Talvez os soldados stalinistas tenham chegado um pouco tarde e percebido que, efetivamente, o Japão já tinha seduzido os lamas, pois os mongóis não odiavam os japoneses por dois motivos: primeiro, porque eles tinham tomado territórios da China, que, na época de Chiang Kai-shek, reclamava não só o Tibete, como ainda hoje reclama, mas também a Mongólia toda; segundo, porque o Japão, assim como a Mongólia, era um país budista que despertava grande admiração. Foi aí que Stalin intensificou a perseguição e a matança dos monges. Os anos de 1937 a 1939 foram os mais sanguinários (em 1936, o Japão e a Alemanha nazista tinham assinado o Pacto Anti-Comintern que não só proclamava hostilidade mútua ao comunismo internacional como acordava que nenhum deles negociaria com a União Soviética e, se esta atacasse qualquer um deles, o outro o defenderia).

Próximo à capital, o monastério de Choijin Lama, de 1908, também se salvou parcialmente da destruição, porque em 1942 se transformou em museu. Em 1996, foram reconstruídas as partes mais danificadas. Dos monges que puderam fugir e voltaram à Mongólia nos últimos 20 anos, poucos regressaram aos monastérios. A vida com suas esposas e o vício da vodca os indisciplinaram e os deixaram do outro lado dos muros dos templos.

A história do comunismo, de Stalin, dos genocídios, que chega a todos nós envelopada em formato de filmes, livros e pela internet, omite frequentemente este capítulo. Os lamas, curiosamente, também não o gritam. Hoje, os monges mongóis não escavam seu passado como alguns podem imaginar, após a brutalidade a que foram submetidos pelo regime bolchevique.
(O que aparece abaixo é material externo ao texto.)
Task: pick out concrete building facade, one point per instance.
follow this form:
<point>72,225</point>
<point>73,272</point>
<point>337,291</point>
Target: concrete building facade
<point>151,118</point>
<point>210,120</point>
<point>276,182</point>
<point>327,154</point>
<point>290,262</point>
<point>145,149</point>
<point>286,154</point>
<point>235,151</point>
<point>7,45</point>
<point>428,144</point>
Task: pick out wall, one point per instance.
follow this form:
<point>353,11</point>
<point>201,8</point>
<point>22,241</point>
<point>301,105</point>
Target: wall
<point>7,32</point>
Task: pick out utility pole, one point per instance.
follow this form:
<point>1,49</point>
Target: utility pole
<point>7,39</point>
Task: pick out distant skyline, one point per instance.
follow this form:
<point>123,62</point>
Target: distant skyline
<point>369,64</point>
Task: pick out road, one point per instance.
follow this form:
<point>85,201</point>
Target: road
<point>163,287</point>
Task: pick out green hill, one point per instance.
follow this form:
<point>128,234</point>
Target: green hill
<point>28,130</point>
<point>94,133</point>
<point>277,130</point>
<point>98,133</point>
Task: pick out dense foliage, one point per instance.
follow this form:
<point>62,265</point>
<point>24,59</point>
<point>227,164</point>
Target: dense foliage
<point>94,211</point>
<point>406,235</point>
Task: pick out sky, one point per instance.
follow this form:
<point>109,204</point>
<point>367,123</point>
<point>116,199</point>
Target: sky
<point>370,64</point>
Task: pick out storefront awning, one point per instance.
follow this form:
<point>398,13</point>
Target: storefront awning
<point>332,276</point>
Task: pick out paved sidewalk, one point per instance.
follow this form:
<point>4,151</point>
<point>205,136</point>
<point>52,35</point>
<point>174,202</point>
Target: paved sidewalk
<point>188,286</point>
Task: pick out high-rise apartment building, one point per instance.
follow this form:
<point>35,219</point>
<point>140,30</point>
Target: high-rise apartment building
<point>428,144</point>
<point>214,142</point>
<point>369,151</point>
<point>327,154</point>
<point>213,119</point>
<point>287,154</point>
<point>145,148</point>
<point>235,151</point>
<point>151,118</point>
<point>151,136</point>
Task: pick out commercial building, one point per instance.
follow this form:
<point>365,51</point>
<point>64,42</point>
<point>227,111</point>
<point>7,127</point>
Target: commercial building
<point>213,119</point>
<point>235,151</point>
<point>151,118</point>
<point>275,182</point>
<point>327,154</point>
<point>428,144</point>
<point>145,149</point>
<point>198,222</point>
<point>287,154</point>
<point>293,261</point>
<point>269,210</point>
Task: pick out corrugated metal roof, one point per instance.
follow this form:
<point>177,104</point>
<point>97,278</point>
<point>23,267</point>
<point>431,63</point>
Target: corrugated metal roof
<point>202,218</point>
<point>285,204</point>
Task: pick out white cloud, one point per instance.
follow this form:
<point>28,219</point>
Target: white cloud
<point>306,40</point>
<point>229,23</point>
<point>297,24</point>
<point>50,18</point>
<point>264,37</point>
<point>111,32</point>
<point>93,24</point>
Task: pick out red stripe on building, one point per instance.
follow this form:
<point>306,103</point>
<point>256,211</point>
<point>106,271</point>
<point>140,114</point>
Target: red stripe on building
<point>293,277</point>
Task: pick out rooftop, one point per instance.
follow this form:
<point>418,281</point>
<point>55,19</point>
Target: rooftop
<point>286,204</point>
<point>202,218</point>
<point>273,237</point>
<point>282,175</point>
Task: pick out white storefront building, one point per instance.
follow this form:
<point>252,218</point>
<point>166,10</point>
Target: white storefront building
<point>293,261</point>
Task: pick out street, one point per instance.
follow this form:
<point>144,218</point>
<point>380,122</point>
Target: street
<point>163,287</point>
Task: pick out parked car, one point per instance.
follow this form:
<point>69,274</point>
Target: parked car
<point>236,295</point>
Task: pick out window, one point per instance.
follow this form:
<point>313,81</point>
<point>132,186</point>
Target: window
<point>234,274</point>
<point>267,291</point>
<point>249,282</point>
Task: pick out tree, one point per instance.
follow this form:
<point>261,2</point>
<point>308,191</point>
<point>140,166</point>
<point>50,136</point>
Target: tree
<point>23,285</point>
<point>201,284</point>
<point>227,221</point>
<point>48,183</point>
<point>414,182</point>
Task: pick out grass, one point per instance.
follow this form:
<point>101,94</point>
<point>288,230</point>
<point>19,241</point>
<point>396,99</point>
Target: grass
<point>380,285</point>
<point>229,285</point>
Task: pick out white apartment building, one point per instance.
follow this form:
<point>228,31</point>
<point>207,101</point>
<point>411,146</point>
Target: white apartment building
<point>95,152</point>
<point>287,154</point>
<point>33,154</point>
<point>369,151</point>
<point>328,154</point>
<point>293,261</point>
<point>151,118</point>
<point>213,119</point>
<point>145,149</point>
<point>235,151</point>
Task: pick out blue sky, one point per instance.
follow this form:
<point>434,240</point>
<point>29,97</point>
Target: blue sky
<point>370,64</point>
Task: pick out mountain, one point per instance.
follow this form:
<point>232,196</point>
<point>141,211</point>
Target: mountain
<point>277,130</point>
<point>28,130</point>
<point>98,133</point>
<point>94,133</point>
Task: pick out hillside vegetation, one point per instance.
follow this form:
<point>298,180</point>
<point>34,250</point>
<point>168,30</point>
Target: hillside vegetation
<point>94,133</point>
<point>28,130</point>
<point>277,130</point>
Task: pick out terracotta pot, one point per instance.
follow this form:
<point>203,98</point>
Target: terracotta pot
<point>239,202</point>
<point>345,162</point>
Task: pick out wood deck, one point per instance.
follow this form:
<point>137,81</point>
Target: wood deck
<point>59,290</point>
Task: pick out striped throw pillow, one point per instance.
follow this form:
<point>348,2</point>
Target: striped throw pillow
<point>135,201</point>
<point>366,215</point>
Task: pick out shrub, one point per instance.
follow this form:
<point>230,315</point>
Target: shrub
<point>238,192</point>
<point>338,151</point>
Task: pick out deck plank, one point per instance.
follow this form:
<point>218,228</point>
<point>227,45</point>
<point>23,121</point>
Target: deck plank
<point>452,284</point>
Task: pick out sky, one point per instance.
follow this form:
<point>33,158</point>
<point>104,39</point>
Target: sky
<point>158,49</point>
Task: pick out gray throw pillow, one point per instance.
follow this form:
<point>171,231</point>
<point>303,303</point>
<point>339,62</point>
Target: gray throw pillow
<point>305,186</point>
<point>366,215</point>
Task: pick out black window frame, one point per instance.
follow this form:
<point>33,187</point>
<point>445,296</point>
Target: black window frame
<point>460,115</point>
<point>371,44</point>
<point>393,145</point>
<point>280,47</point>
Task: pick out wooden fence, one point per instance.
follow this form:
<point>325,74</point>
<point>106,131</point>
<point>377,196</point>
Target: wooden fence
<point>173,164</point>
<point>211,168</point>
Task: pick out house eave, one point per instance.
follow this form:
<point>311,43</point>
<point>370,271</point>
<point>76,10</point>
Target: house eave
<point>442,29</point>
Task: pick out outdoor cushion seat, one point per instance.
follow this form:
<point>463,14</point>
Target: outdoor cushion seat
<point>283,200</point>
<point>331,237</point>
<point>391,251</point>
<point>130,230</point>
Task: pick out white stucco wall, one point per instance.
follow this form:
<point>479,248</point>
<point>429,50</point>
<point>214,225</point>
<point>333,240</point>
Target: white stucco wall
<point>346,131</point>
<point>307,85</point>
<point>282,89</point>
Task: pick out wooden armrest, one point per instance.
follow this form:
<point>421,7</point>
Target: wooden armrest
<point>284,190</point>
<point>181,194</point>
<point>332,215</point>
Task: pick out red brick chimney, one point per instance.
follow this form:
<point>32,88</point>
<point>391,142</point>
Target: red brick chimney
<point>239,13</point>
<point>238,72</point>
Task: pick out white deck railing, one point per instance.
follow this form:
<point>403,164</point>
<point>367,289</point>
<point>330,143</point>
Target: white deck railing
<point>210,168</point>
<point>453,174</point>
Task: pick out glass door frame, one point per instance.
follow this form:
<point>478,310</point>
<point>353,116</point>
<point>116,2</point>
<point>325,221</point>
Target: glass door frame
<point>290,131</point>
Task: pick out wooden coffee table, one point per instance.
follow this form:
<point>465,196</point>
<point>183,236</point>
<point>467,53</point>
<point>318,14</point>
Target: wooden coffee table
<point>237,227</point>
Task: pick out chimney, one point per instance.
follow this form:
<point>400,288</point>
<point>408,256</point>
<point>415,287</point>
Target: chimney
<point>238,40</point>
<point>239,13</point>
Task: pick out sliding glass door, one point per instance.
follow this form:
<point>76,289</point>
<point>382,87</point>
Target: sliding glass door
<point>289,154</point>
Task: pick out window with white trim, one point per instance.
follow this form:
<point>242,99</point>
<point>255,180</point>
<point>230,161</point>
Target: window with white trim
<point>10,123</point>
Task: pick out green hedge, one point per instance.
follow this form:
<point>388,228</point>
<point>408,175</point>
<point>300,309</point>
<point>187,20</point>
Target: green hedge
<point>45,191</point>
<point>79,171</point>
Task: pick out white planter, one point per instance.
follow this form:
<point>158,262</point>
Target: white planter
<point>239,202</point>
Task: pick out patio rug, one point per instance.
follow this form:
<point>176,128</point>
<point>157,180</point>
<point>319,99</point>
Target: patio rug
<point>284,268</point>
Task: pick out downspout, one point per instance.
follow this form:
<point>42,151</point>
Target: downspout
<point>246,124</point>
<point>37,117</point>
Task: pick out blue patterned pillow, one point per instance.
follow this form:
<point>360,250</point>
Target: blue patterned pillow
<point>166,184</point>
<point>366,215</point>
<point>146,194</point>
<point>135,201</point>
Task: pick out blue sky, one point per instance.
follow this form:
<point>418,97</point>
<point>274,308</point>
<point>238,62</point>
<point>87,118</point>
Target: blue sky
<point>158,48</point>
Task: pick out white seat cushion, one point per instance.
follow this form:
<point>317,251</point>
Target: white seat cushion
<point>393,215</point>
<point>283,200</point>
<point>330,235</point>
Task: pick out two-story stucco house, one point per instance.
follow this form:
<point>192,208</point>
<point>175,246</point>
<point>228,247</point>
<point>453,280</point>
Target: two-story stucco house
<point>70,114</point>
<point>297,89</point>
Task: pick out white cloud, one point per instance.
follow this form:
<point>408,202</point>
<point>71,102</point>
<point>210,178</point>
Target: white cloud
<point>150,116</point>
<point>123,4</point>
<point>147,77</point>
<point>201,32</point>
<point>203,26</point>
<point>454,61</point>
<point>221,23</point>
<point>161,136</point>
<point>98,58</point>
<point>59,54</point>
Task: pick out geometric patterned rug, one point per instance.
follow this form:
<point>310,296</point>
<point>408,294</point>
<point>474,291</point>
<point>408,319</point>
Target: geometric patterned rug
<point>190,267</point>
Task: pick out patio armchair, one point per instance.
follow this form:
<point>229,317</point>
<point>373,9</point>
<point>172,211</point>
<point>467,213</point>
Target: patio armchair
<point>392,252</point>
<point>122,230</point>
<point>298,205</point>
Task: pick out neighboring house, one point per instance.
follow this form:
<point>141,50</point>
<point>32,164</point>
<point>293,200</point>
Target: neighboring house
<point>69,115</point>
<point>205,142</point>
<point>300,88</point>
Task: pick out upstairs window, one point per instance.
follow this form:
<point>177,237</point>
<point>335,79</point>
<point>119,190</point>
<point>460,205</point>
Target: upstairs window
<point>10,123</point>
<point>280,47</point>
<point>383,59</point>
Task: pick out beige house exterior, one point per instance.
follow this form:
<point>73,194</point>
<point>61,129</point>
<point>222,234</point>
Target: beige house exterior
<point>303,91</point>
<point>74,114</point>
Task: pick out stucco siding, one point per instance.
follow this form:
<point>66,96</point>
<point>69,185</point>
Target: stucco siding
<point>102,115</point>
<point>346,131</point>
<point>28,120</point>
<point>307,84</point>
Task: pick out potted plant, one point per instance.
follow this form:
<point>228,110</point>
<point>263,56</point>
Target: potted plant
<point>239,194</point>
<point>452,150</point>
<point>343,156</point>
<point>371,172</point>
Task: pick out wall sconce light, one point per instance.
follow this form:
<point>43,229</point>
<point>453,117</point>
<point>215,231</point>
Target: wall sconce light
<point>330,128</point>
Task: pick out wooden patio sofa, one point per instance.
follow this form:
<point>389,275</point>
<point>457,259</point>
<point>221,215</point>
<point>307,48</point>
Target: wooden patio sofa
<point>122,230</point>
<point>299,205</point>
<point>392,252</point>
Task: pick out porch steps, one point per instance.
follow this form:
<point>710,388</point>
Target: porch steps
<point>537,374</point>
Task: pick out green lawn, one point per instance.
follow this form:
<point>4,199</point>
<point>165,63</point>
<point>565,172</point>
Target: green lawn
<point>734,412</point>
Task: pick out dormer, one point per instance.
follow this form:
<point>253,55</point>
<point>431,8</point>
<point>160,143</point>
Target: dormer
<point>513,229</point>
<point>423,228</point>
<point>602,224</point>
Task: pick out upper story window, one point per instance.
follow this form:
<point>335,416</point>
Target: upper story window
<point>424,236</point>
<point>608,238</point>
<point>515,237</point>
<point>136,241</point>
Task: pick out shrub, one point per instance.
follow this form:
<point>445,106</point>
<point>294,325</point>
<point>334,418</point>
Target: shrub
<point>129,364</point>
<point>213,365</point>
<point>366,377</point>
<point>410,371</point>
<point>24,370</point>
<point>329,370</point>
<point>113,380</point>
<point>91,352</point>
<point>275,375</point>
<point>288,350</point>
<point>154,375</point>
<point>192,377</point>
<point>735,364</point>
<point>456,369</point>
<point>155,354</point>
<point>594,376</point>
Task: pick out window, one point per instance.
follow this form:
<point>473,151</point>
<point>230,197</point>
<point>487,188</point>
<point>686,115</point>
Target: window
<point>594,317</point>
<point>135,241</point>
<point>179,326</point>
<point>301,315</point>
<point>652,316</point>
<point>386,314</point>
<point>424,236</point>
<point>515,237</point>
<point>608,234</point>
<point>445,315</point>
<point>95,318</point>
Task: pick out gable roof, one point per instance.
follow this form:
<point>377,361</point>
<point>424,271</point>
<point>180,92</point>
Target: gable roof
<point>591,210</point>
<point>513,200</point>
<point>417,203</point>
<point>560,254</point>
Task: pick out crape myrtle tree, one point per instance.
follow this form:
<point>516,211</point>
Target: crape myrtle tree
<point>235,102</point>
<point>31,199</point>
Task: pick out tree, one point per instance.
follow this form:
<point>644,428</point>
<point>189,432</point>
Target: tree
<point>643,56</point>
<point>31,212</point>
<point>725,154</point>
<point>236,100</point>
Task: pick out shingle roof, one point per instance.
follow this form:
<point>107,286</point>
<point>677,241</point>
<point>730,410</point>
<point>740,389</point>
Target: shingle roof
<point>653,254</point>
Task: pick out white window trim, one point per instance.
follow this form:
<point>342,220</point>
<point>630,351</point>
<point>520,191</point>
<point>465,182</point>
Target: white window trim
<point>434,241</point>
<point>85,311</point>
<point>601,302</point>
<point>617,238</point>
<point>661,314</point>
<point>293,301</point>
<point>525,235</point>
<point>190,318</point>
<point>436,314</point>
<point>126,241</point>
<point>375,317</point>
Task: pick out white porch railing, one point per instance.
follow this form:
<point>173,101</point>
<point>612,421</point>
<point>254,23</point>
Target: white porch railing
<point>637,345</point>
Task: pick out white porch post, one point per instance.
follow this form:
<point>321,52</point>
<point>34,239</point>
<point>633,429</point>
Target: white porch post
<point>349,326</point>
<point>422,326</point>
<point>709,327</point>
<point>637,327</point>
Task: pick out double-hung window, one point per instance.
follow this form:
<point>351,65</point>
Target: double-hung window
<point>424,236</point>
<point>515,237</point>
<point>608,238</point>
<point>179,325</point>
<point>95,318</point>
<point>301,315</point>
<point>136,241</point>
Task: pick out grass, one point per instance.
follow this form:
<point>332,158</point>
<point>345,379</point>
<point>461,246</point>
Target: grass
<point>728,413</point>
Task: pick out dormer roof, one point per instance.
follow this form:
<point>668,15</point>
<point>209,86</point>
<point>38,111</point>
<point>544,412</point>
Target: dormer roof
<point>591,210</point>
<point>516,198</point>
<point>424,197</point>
Diferentemente de qualquer vítima ocidental, eles incorporaram a sabedoria de quase 1500 anos do Livro Tibetano dos Mortos (Bardo Todhöl) , que afirma não apenas que existe vida após a morte, mas que é possível morrer de forma consciente e de um modo proveitoso para um novo despertar espiritual.

Volto para a Rússia nos trilhos do trem transiberiano – o comum, no qual viajam os locais, os nativos; quase não há turistas. Também não há nenhum monge, mas muitos mercadores. Antes de chegar à fronteira, que cruzei após a meia-noite, o trem para. Sobem várias policiais russas. Não são as mulheres inesquecíveis de Moscou. São rudes, como cães farejadores. Entram em todos os camarotes e levam os passaportes. Minha documentação estava em ordem, mas nesses 15 minutos de espera, na escuridão do horizonte, no meio desse silêncio, começo a pensar novamente em como foi o massacre, há 75 anos. Com loucos pensando que a Terra é oca e lamas no meio de seu caminho; paranóicos enxergando amigos/inimigos por toda parte, quando não discos voadores e monges na frente de seus fuzis. Imagino-me sendo um lama. E me preparo para correr. Mas o trem volta a se mover.

Na Mongólia atual, os budistas não querem se apresentar como vítimas. Só desejam ter paz. Preferem divulgar sua tibetana esperança em recuperar um território perdido para a China do que relembrar seu passado trágico nas miras dos fuzis comunistas. Acreditam que os monges aniquilados nunca morreram, que vão reviver tal como prega o Livro Tibetano dos Mortos . Mas o massacre dos lamas mongóis é fato e não pode ser ignorado pelo mundo ocidental, apenas porque Hollywood ainda não fez um grande filme sobre essa saga.